BLOCKCHAIN-READY LEAKAGE-AWARE MACHINE LEARNING FRAMEWORK FOR SHORT-TERM SOLAR AC POWER FORECASTING AND ENERGY DATA INTEGRITY VERIFICATION
Keywords:
Solar power forecasting; photovoltaic systems; leakage-aware machine learning; Extra Trees; smart energy management; blockchain-ready verification; SHA-256; energy data integrity; tamper detection; IoT-enabled energy systemsAbstract
For reliable smart-energy management, short-term (ST) photovoltaic (PV) power forecasting is crucial, as is the exchange of energy data with accurate trustworthiness. The output of PV ACs is influenced by irradiation, environment and module temperature, and short-term generation behavior, and distributed energy records require integrity verification against unauthorized modification. This paper presents a blockchain-ready and leakage-aware framework, for solar AC power forecasting of the next step and provides a verification of the integrity over the energy records. The forecasting part forecasts the next-step AC power based on the weather, temporal and lag features derived from the PV generation data and the weather sensor data.

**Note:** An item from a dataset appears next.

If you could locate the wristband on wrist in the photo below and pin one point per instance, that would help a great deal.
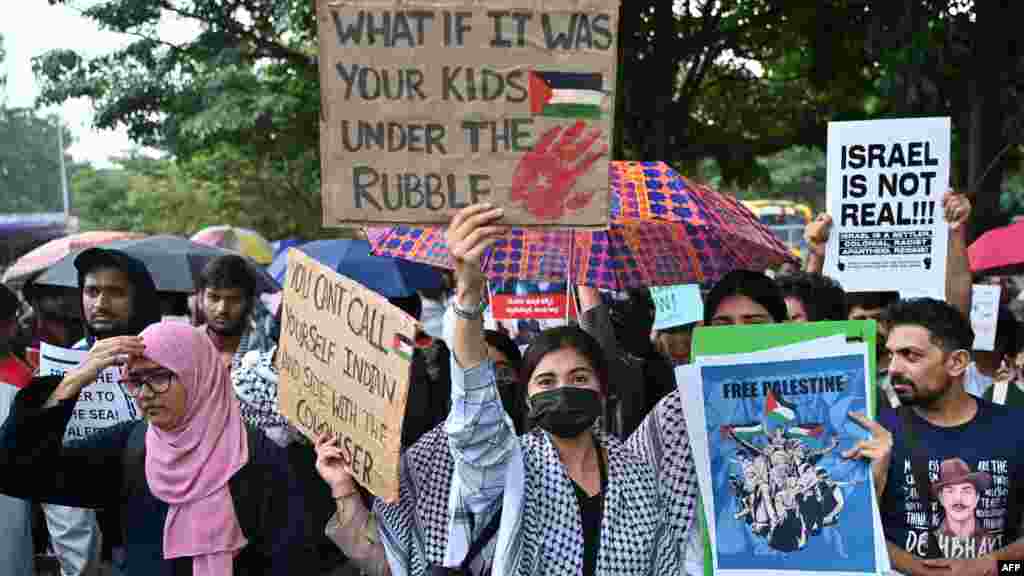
(468, 314)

Following the pre-processing and feature engineering steps, the final data set consisted of 68,708 records from 22 inverter/source units with 54,966 records split into a training set and 13,742 records split into a test set through a chronological split. The tested regression models were: Linear Regression, Ridge Regression, Random Forest, Extra Trees, Gradient Boosting and XGBoost. To reduce direct inverter-side data leakage, in the main forecasting experiment, the power from the DC side was omitted. Extra Trees achieved the best performance with MAE = 12.8138, RMSE = 37.1821, MAPE = 3.8496%, and R² = 0.991146. A separate inverter-aware estimation experiment with DC power was retained only to demonstrate the strong electrical dependency between DC-side and AC-side PV power. For integrity verification, the best forecasting outputs were converted into hash-secured records containing plant ID, source key, timestamp, actual AC power, predicted AC power, error value, and SHA-256 hash. A total of 2,000 records were stored in the verification layer, and all 100 intentionally modified records were detected, achieving a 100% tamper detection rate. The results show that leakage-aware solar AC forecasting can be coupled with lightweight, blockchain-ready record verification in a reproducible workflow.